Déporté de Drancy à Auschwitz le 7 mars 1944 par le convoi n°69.
Assassiné.
CONVOI N° 69
PARTI DE DRANCY LE 7 MARS 1944, ARRIVÉ À AUSCHWITZ LE 10 MARS 1944
1 500 DÉPORTÉS DONT 178 ENFANTS
52 RESCAPÉS
C’est, avec le convoi 71, celui emportant le plus de déportés de l’histoire de la déportation de France. Parmi les 1 500 déportés, 110 hommes sont sélectionnés pour le travail à l’arrivée. Le nombre de femmes sélectionnées pour le travail n’est pas connu avec certitude. Les historiens Alexandre Doulut et Sandrine Labeau ont conduit des recherches qui les conduisent à une estimation de 42 femmes sélectionnées pour le travail.

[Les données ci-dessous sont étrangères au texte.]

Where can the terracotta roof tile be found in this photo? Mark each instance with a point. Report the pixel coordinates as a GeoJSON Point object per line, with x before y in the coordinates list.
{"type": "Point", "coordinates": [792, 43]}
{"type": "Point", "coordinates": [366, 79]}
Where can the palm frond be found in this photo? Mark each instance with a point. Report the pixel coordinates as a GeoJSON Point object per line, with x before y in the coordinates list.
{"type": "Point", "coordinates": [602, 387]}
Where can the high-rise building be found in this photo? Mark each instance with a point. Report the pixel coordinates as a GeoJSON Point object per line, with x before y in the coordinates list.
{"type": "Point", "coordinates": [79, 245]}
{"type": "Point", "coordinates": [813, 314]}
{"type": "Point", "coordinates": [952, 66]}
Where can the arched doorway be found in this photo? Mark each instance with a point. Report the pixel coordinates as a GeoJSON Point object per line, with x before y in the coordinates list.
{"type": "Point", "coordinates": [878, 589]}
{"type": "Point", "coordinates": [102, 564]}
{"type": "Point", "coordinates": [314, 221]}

Dans ce convoi se trouvent aussi le peintre Henri Epstein, ou Fritz et Anna Finaly (les parents de l’affaire Finaly qui opposa de 1945 à 1953 des proches des enfants à la tutrice catholique qui les avait baptisés et refusait de le rendre à leur famille).

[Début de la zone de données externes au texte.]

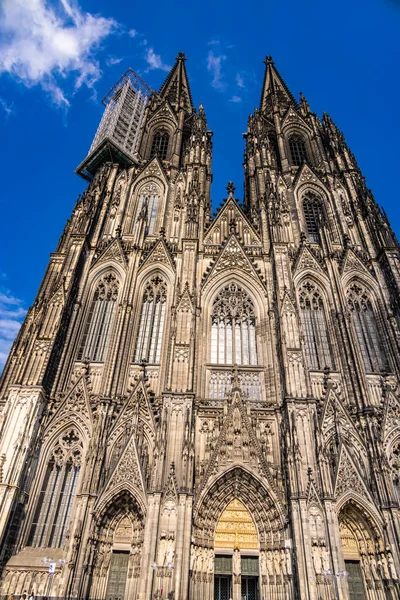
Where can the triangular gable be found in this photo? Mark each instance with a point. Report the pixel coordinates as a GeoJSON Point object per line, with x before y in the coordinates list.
{"type": "Point", "coordinates": [306, 175]}
{"type": "Point", "coordinates": [176, 86]}
{"type": "Point", "coordinates": [237, 443]}
{"type": "Point", "coordinates": [159, 254]}
{"type": "Point", "coordinates": [351, 262]}
{"type": "Point", "coordinates": [185, 302]}
{"type": "Point", "coordinates": [391, 415]}
{"type": "Point", "coordinates": [292, 116]}
{"type": "Point", "coordinates": [348, 478]}
{"type": "Point", "coordinates": [232, 257]}
{"type": "Point", "coordinates": [75, 405]}
{"type": "Point", "coordinates": [232, 206]}
{"type": "Point", "coordinates": [113, 251]}
{"type": "Point", "coordinates": [164, 112]}
{"type": "Point", "coordinates": [153, 168]}
{"type": "Point", "coordinates": [307, 260]}
{"type": "Point", "coordinates": [127, 470]}
{"type": "Point", "coordinates": [137, 406]}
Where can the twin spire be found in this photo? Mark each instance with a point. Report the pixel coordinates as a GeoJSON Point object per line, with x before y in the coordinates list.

Sources : S. Klarsfeld, Mémorial de la Déportation des Juifs de France
et A. Doulut, S. Klarsfeld, S. Labeau, Mémorial des 3 943 rescapés juifs de France
Ernest Heilbronn est né à Paris en 1867. Il est mort assassiné, avec sa femme Claire et sa fille aînée Marcelle dans les chambres à gaz d’Auschwitz-Birkenau, le 10 mars 1944, à leur descente du convoi n° 69, parti le 7 mars de la gare de Bobigny. Il avait soixante-dix-sept ans.

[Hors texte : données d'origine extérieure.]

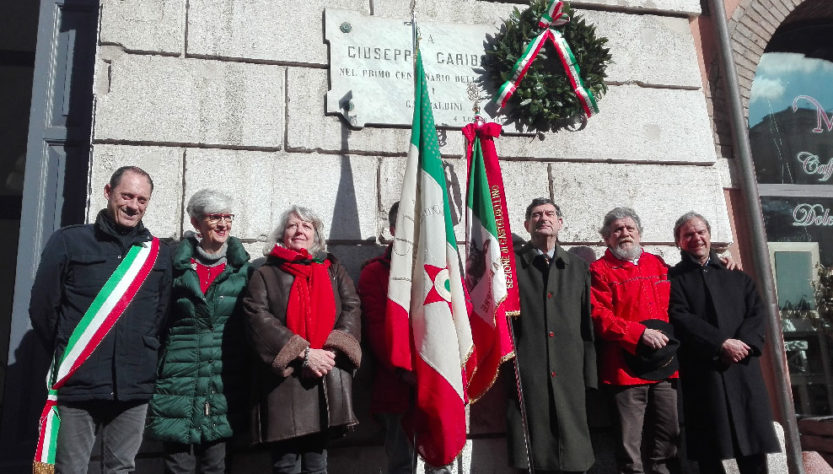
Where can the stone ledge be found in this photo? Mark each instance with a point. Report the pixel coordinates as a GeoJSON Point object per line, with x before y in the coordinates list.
{"type": "Point", "coordinates": [635, 124]}
{"type": "Point", "coordinates": [658, 193]}
{"type": "Point", "coordinates": [444, 8]}
{"type": "Point", "coordinates": [266, 30]}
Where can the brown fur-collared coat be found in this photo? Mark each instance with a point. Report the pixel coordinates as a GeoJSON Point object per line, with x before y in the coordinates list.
{"type": "Point", "coordinates": [287, 405]}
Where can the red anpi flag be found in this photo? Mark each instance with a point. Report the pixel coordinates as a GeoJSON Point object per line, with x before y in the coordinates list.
{"type": "Point", "coordinates": [490, 260]}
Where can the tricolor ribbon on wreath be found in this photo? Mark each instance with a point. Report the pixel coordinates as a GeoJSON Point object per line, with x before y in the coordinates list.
{"type": "Point", "coordinates": [105, 310]}
{"type": "Point", "coordinates": [552, 17]}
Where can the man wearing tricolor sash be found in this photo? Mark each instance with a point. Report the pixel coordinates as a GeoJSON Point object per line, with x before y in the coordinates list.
{"type": "Point", "coordinates": [98, 304]}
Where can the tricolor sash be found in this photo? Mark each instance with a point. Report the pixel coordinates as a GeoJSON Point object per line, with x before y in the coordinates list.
{"type": "Point", "coordinates": [105, 310]}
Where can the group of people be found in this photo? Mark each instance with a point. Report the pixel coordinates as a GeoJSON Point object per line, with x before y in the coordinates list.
{"type": "Point", "coordinates": [643, 331]}
{"type": "Point", "coordinates": [199, 347]}
{"type": "Point", "coordinates": [204, 347]}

Le 12 juillet 1941, Ernest Heilbronn adressa la lettre suivante, au Préfet de l’Isère :
« Monsieur le Préfet, Pour obéir à la loi du 2 juin dernier, j’ai l’honneur de vous faire la déclaration qui suit. Je me nomme Ernest, Georges Heilbronn. Je suis Israélite, né à Paris le 13 octobre 1867. Je suis français, mes parents étaient français. Ma femme, née Claire Marie Goldschmidt qui habite avec moi, est née à Paris, le 25 juillet 1872, ses parents étaient français. Notre domicile habituel est à Paris. Nous résidons temporairement à l’Hôtel Moderne. Habite avec nous généralement notre petit-fils Philippe Pierre Heilbronn, né à Paris le 25 juillet 1932, dont le père, notre fils Pierre Heilbronn, officier au 2e groupe franc motorisé de cavalerie a été tué à l’ennemi le 9 juin 1940. Je suis sans profession. J’ étais autrefois banquier. Je suis depuis longtemps retiré des affaires… Veuillez agréer, Monsieur le Préfet, les assurances de ma haute considération. »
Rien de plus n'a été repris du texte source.